# Various Publishers ICD-10-CM Coding Books Comparison



## Charity Evans (Sep 18, 2017)

Good morning, 

I was wondering if anyone has experience with a variety of coding books. I will have to purchase my coding books soon and, while I like to save money, I would rather have a quality coding book even if it means spending a little more.I am looking for a comparison of the following publishers:

1) *AAPC* ICD-10-CM coding book, 2) *AHIMA* ICD-10-CM coding book, 3) *AMA* ICD-10-CM coding book, and 4) *OPTUM Coding *ICD-10-CM coding book.

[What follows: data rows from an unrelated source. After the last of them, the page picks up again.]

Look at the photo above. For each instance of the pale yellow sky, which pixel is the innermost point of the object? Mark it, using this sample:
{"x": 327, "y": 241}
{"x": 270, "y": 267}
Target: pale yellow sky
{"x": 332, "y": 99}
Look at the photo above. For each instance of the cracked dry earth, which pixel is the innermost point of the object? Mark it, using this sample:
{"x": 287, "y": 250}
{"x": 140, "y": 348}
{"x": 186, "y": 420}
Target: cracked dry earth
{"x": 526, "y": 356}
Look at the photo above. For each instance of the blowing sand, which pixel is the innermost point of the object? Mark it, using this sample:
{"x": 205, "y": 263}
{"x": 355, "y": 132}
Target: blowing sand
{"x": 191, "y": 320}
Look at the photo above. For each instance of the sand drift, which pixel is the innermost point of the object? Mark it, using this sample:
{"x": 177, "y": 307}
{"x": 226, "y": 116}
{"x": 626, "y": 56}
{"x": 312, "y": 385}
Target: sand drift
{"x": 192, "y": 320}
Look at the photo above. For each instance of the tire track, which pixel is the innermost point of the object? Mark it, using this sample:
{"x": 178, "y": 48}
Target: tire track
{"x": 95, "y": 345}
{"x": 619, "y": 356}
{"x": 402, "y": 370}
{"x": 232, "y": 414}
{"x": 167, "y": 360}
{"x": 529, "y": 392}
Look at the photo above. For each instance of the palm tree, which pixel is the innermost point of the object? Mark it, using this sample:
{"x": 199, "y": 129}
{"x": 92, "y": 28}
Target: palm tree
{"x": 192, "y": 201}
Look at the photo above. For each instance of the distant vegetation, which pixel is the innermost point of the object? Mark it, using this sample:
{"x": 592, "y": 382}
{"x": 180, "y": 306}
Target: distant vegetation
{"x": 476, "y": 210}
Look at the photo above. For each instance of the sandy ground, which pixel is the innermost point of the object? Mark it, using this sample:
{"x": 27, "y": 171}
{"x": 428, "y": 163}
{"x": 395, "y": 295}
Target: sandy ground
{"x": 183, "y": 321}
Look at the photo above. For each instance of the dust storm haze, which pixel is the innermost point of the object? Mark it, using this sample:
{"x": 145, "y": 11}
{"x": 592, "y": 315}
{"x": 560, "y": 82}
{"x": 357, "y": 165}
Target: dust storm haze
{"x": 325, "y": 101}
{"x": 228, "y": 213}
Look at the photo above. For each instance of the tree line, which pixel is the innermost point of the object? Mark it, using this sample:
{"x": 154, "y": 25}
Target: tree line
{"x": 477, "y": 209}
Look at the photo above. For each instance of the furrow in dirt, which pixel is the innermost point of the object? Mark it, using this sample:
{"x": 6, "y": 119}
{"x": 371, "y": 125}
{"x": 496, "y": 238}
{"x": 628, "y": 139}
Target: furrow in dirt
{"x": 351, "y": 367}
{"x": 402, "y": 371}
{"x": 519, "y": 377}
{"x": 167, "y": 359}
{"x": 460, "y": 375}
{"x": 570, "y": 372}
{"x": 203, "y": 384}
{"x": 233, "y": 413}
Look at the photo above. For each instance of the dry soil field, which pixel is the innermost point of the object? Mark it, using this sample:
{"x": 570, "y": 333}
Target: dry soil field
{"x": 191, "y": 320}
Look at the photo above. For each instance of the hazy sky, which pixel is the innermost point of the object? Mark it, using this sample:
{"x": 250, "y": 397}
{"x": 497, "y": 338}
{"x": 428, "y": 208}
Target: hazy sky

I know each publisher offers special features and I know that every coder has their own preferences but please tell what ones you have used and what features you liked (or disliked) about them that maybe the others didn't offer. 

Thanks,

Charity


----------



## Cavalier40 (Sep 22, 2017)

I am interested in the as well. I also wouldnt mind hearing about enhanced ICD 10 books from more publishers that are not listed. When I did my ICD10 class through cross country education, the instructor swore by the book she gave us in the class (I just wish I remembered who the publisher was)


----------



## mitchellde (Sep 22, 2017)

Cavalier40 said:


> I am interested in the as well. I also wouldnt mind hearing about enhanced ICD 10 books from more publishers that are not listed. When I did my ICD10 class through cross country education, the instructor swore by the book she gave us in the class (I just wish I remembered who the publisher was)



It is Channel Publishing.  www.channelpublishing.com (I was the instructor)


----------